When to (Not) Use Machine Learning (ML4Devs, Issue 4)
In the previous issue, I discussed why Machine Learning projects fail. In this issue, let’s start figuring how to build successful Machine Learning products. The first step is to understand when Machine Learning is more effective than traditional programming.
Traditional programs have deterministic logic to solve a problem. But Machine Learning is probabilistic. It leverages patterns in data to tune the logic.
For a problem:
If you have a deterministic logic that solves it with 100% accuracy, then obviously that is cheaper, easier, and more accurate than any ML model one can make.
If you have some stable heuristic rules that solve it most of the time, the extra work/complexity of ML might not be worth it.
If your heuristics does not work up to the desired accuracy, and requires constant updates, then ML can be a good bet.
Always evaluate the tradeoffs of additional complexity and cost against performance gains to determine if it is really worth it.
Some of the problems that are better solved with ML:
Search result ranking
Mail classification and spam detection
Expected Time of Arrival in maps
Clustering similar news stories
Web/App Ads click-through rate prediction in Google, Facebook, etc.
Product recommendations in Amazon, Netflix, Facebook, Quora, etc.
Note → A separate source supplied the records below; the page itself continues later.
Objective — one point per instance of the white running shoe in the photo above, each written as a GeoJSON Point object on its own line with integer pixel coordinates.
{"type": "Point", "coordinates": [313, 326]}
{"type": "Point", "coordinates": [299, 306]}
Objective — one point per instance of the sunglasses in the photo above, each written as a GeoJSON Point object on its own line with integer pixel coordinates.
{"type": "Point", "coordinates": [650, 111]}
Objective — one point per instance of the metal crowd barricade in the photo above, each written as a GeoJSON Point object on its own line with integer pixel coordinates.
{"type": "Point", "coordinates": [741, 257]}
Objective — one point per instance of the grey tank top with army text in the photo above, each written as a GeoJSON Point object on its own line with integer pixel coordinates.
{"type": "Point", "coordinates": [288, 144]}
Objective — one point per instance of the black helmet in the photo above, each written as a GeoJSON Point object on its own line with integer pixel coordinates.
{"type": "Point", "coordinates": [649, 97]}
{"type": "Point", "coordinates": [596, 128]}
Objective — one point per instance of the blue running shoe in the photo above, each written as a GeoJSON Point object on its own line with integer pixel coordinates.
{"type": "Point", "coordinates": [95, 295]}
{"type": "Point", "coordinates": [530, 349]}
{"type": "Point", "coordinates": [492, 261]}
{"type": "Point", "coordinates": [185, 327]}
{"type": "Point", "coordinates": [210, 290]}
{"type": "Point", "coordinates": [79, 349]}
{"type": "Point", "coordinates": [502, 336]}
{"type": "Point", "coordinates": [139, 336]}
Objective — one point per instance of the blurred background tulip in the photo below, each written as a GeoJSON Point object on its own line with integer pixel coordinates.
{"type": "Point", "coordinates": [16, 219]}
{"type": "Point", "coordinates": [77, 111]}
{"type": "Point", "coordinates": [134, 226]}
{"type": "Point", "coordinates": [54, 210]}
Personal Assistants like Siri, Alexa, Google
Fraud transaction detection
Customer segmentation and churn prediction
Equipment failure prediction
Network intrusion detection
Text sentiment analysis
It is not possible to design a 100% correct logic for these problems. Earlier, many of these problems were solved with heuristic rules that were updated constantly. It is easier and better to collect data and train an ML model instead. (However, these heuristic solutions are a good starting point to collect the needed data.)
Always Start with User Experience
Building an ML product feature, just like non-ML features, start with thinking about user experience. In the case of ML, we know that the solution will not be 100% correct. So, a graceful failure experience has to be thought through.
It takes several iterations over the following stages:
Translate product need to an ML problem
Iterate over models
Deploy and monitor
It may feel like a lot to begin with. There is a wide spectrum of choices depending upon the scope of the problem:
Expand existing analytics infra (say, with SparkML or BigQuery ML)
Pick predefined models in Auto ML solutions by cloud vendors
Build ML pipeline and stack from scratch using Scikit-Learn, TensorFlow, PyTorch, etc.
If your organization is just beginning to do ML, the approach of expanding analytics infra is consistent with the hierarchy of needs for machine learning. In fact, advanced analytics requires data science and machine learning. Especially if your organization deals with tabular and semi-structured data, this approach will require less upfront investment.